Montrant bien que la géographie de la répartition forestière est en évolution, les auteurs développent ensuite l’exemple de l’Uruguay, « pays de l’herbe » devenu pays de l’eucalyptus. Cette évolution est contradictoire : volonté affichée de développement durable mais aussi opportunité de développer l’industrie de la pâte à papier (4 % de la production mondiale en 2007) par importation d’une essence exotique à pousse rapide. Cette industrie créée ex nihilo, provoque des externalités négatives comme la pollution du fleuve frontalier Uruguay et des tensions diplomatiques avec l’Argentine.
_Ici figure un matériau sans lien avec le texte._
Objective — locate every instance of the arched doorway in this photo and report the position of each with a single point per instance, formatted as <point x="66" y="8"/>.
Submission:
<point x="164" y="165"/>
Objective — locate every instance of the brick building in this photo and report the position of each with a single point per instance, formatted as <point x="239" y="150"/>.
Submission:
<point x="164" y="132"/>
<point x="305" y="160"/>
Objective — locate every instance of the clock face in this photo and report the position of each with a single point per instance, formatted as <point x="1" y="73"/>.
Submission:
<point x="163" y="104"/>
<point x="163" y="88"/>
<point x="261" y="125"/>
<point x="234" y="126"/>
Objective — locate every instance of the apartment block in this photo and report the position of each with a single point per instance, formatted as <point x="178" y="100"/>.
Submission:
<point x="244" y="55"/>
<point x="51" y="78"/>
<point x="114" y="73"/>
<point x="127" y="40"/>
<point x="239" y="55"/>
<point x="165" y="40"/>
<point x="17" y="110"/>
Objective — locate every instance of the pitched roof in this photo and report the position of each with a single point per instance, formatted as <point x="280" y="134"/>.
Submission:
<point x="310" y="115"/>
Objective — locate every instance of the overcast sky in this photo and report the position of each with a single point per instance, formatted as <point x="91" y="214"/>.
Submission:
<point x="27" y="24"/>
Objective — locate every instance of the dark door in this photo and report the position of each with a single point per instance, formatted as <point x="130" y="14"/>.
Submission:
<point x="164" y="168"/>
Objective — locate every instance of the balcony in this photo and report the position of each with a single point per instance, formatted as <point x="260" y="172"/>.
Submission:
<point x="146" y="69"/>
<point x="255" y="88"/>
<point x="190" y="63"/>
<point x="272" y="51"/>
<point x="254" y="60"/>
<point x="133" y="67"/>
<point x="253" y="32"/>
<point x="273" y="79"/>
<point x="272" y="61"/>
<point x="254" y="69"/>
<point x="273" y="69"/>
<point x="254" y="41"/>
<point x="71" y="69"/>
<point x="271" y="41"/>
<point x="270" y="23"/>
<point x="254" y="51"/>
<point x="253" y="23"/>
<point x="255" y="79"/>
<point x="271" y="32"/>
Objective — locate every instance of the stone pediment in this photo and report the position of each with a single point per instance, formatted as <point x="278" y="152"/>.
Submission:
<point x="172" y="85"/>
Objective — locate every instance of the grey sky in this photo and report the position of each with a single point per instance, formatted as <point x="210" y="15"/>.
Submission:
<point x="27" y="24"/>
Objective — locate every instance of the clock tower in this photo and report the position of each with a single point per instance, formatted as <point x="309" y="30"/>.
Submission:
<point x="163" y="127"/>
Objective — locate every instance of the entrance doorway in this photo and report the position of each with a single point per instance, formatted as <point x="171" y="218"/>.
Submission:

Même si les études de cas sont peu nombreuses, à cause du format la collection, de très nombreux exemples problématisés dans les pages précédentes en tiennent lieu.

Enfin, la conclusion, reprenant l’introduction,  insiste utilement sur la nécessité d’une approche globale de l’objet « forêt » et de sa gestion raisonnée. Les forêts deviendraient alors de véritables territoires, espaces appropriés par ceux qui les habitent, permettant de lutter contre le mal-développement. Les espaces forestiers joueraient alors pleinement leur rôle d’interface entre Natures et Cultures.